I wonder how the husband reacted to this… 

ELMIRA, N.Y. (AP) — A woman who was quick with the bargains at her rummage sale mistakenly accepted 50 cents for a ceramic turtle with the ashes of her husband’s previous wife inside.

Now, Anita Lewis is desperately searching for the buyer who said she planned to use the urn as a cookie jar.

Lewis said she had hauled items into her yard early Saturday while her husband slept. The buyer quickly selected the large turtle container, despite being unable to get the lid open.

From This Article 

I think for most of us, things like this would signal that maybe it’s time to let go.  Who knows if the woman did it on purpose, consciously or subconsciously, but I would imagine it’s difficult to live in the shadow of another woman’s turtle.

When someone dies, we so often turn them into a saint, set up shrines, and hang on to them even tighter than we did in life.  But then I’ve also found that we hang on to the living sometimes more enthusiastically than we should.  What’s so wrong about letting go and moving on?

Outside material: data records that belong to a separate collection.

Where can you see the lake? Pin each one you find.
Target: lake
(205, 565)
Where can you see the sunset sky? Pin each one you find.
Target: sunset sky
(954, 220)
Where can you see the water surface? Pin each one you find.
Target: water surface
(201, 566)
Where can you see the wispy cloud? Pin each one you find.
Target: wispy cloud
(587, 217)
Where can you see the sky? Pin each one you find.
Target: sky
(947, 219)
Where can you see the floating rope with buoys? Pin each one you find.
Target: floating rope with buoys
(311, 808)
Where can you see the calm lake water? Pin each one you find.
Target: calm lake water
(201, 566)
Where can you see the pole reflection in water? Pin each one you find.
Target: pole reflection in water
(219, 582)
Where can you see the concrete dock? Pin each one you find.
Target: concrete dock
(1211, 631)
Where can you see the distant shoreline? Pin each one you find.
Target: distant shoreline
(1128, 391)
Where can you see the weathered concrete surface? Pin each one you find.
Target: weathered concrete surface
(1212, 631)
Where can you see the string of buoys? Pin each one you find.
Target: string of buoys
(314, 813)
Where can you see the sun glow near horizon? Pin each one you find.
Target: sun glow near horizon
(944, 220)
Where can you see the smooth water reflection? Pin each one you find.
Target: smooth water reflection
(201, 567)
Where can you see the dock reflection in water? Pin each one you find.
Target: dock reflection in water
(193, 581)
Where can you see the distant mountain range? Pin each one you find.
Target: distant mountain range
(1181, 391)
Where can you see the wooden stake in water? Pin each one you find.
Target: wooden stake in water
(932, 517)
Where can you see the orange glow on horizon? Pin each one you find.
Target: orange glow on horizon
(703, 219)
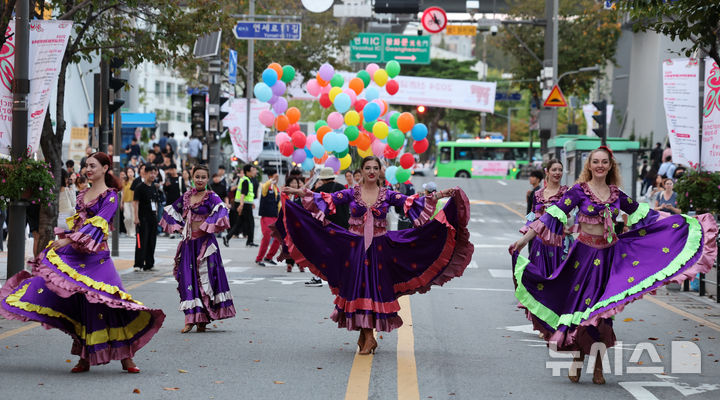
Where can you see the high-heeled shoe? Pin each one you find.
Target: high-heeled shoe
(131, 369)
(81, 366)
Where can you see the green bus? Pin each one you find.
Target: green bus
(482, 158)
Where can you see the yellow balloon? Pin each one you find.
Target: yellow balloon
(365, 153)
(380, 130)
(352, 118)
(345, 161)
(334, 92)
(380, 77)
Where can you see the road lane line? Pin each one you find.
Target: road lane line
(407, 370)
(35, 324)
(683, 313)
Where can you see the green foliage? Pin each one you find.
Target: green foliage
(26, 178)
(699, 191)
(696, 21)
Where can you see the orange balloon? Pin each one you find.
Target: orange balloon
(357, 85)
(282, 123)
(405, 122)
(363, 141)
(278, 68)
(293, 114)
(322, 131)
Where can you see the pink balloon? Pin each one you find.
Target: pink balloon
(266, 118)
(371, 68)
(378, 148)
(281, 138)
(313, 88)
(335, 120)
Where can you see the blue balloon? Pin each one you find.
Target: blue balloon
(371, 94)
(263, 92)
(390, 174)
(308, 164)
(371, 112)
(269, 77)
(342, 102)
(419, 131)
(317, 149)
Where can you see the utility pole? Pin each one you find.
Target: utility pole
(21, 88)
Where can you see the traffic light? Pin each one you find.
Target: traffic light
(601, 118)
(115, 84)
(197, 115)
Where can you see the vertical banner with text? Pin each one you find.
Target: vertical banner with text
(680, 97)
(48, 40)
(711, 118)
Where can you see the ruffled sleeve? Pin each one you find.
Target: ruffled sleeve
(322, 204)
(172, 220)
(95, 230)
(217, 220)
(419, 209)
(550, 226)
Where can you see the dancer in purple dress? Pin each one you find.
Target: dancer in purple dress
(547, 257)
(74, 286)
(603, 271)
(367, 267)
(202, 283)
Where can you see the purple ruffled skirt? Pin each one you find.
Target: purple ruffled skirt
(572, 306)
(82, 295)
(367, 283)
(202, 283)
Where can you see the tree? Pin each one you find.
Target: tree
(697, 21)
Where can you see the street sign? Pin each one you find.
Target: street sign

I’ll confess I’m not a packrat, and most of the ‘memory’ type things I have, I keep not because they mean much to me, but because they mean something to other people.  If it was up to me, I think I’d just shred the lot.

We cling to the past, but why?   Why is it so important to send a Christmas card to someone we knew in High School, attend reunions, watch retrospectives, plan memorials, and so on and so on and so on.

I think it’s high time we all set those turtles free.  I hope and pray that when I die, I DO end up as someone’s cookie jar.  In fact, I can’t think of anything better.